Li ho trovati coraggiosi, propositivi, dialettici, attenti ed
esigenti. Penso che siano i soli a poter svelare e rendere evidente
agli altri giovani, il tentativo in atto contro di loro, in
quanto contro la libertà e la terra”. Nei tormentati
anni che stiamo vivendo, che vedono il tentativo di molti giovani
di districarsi nel mercato del lavoro precario, le speranze
contenute nel testo della lettera stanno vedendo significative
possibilità di realizzarsi. Ne siamo testimoni: numerosi
giovani hanno intrapreso il ritorno alla coltivazione della
terra con la consapevolezza e il coraggio che derivano loro
dagli insegnamenti di Veronelli.

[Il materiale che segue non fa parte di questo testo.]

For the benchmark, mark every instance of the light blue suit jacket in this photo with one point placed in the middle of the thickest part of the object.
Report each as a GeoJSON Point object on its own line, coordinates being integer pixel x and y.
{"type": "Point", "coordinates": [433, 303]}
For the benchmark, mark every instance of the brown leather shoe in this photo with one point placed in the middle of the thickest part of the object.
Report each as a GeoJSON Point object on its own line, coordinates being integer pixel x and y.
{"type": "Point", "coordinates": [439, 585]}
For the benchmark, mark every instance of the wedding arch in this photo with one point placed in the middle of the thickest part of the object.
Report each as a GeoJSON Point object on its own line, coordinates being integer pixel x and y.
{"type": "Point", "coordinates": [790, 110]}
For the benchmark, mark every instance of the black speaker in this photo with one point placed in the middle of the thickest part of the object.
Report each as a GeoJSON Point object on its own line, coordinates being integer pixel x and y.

Nel panorama desolante della
nostra epoca sono segnali libertari che vanno raccontati.
Orazio Gobbi
Note
- Pierre Joseph Proudhon La questione sociale antologia
di scritti a cura di Luigi Veronelli; traduzione di Mario Bonfantini;
Veronelli Editore, Milano 1957.
- Marchese de Sade Storielle racconti e raccontini a
cura di Luigi Veronelli; traduzione di Pino Bava; illustrazioni
di Alberto Manfredi; Veronelli Editore Milano 1957.

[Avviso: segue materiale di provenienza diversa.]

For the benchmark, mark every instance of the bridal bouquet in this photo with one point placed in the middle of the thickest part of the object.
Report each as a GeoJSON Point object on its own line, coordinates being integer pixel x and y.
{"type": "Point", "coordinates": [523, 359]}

- Luigi Veronelli I vini italiani, Canesi Editore Roma
1961.
- Non sono numerosi gli scrittori che fino agli anni '70 del
'900 si sono cimentati nel racconto dei vini italiani;
voglio citare in particolare Paolo Monelli, Piero Accolti ma
soprattutto Mario Soldati con il suo epistolario: Vino al
vino, terzo viaggio, alla ricerca di vini genuini; Arnoldo
Mondadori Editore Milano 1976. Il volume viene dedicato dall'autore
a Luigi Veronelli.
- Un bell'affresco degli elementi che compongono il Terroir
ci viene offerto dal libro del vignaiolo Corrado Dottori: Non
è il vino dell'enologo, lessico di un vignaiolo che dissente;
Derive Approdi Editore Roma 2012. Dottori è anche uno
dei vignaioli protagonisti del film-documentario Resistenza
Naturale girato nel 2013 dal regista Jonathan Nossiter.

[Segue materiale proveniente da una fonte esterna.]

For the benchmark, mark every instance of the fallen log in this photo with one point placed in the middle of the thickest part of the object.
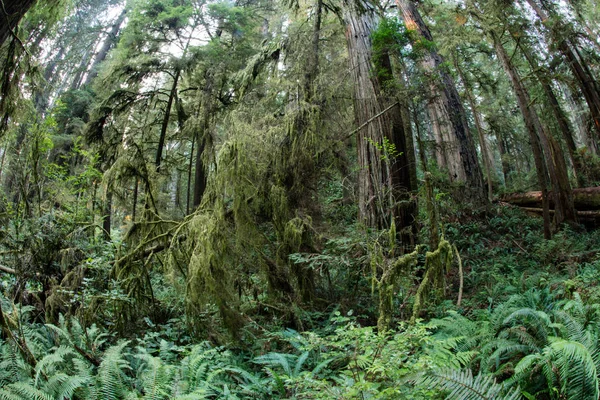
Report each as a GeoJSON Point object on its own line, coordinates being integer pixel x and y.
{"type": "Point", "coordinates": [584, 199]}
{"type": "Point", "coordinates": [582, 215]}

- I descrittori fruttati sono parte rilevante nella degustazione
dei vini, ma quando essi diventano il paradigma assoluto per
giudicarne qualità e tipicità siamo allora di
fronte all'ossessione del vino/frutto. Portatori insani di questa
imperante moda enologica sono numerosi produttori e tecnici
del vino, wine-makers e giornalisti di mezzo mondo.
- Il quadro desolante della standardizzazione del gusto dei
vini è stato illustrato dal già citato regista
franco/brasiliano Jonathan Nossiter con il suo film-documentario
Mondovino, la guerra del gusto. Al suo apparire nel 2004
il film scatenò dibattiti e polemiche che tutt'ora hanno
riscontro nell'ambiente enologico e non solo.
- Per l'enologo appassionato seguire la fase evolutiva dei vini
rappresenta uno degli aspetti più affascinanti. Ci sono
vini che si apprezzano giovani, franchi ed esuberanti. Altri
vini hanno bisogno di alcuni o di molti anni passati in bottiglia
per esprimersi al meglio. Quando i vini raggiungono la loro
apoteosi gustativa si concedono alla nostra meditazione
(neologismo veronelliano).
- Un profilo biografico disincantato di Gino Veronelli dovrebbe
tenere conto anche di alcuni aspetti contraddittori emersi nel
corso della sua lunga attività. Questo scritto non li
ha presi in esame solamente per limitatezza di spazio, non per
censoria omissione.
- “L'eredità distribuita” di Veronelli
è una bella definizione espressa da Angelo Pagliaro
in una lettera apparsa
su A rivista anarchica nell'aprile 2007.